Disc One contains about one half of the movie, ending 80 minutes in when the men find Kong’s lair filled with skeletons. There is commentary from director/writer/producer Peter Jackson and writer/co-producer Philippa Boyens, who attempt to not cover material already dealt with in the accompanying documentaries.
The archives on this disc contain 38 minutes of deleted scenes. They are very compelling to watch because the effects are not completed. The scenes have been assembled, revealing the actors performing against green screens cut with insertions of crude CGI. The difficulty of shooting a project of such magnitude is made all the more apparent. It is no wonder the film won an Oscar for Best Visual Effects.
The Disc One archives also include a blooper reel, “A Night in Vaudeville” that profiles the acts used during the opening montage, and “King Kong Homage,” which is sure to be a favorite of fans of the original. Not only did the 2005 script recycle dialogue and make inside references, like the scene where Denham is looking for actresses and one named Fay is already shooting a picture with Cooper, but Jackson went all out, from using original props to recreating the original costumes of the Skull Island natives for use in the stage show when they bring Kong to New York.
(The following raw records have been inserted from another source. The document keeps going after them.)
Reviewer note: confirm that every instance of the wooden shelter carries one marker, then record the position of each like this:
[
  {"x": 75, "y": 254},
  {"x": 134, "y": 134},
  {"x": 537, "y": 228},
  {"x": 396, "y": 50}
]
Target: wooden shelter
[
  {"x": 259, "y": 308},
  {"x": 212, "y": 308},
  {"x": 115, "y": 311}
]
Disc Two contains the remainder of the film and commentary. The archives continue with “Pre-Visualization Animatics,” which are computerized storyboards complete with the lens to be used during shooting; “The Present,” a short film made by the cast for Jackson’s birthday; a look at WETA collectibles for the committed fan with discretionary funds; and the King Kong scripts from 1996 and 2005 that can be read or printed.
Disc Three is comprised solely of “The King Kong Archives,” and Jackson claims nothing is from the previously released Production Diaries. It contains very in-depth footage of the film’s making. Video galleries present early artwork and designs going back to 1996. Documentaries of the film’s pre-production and the creation of Kong are both in two parts.
The contents on King Kong (2005) Deluxe Extended Edition make it one of the best DVD sets of the year. For those who don’t want to know how the magicians do their tricks, get the 2-Disc Special Edition.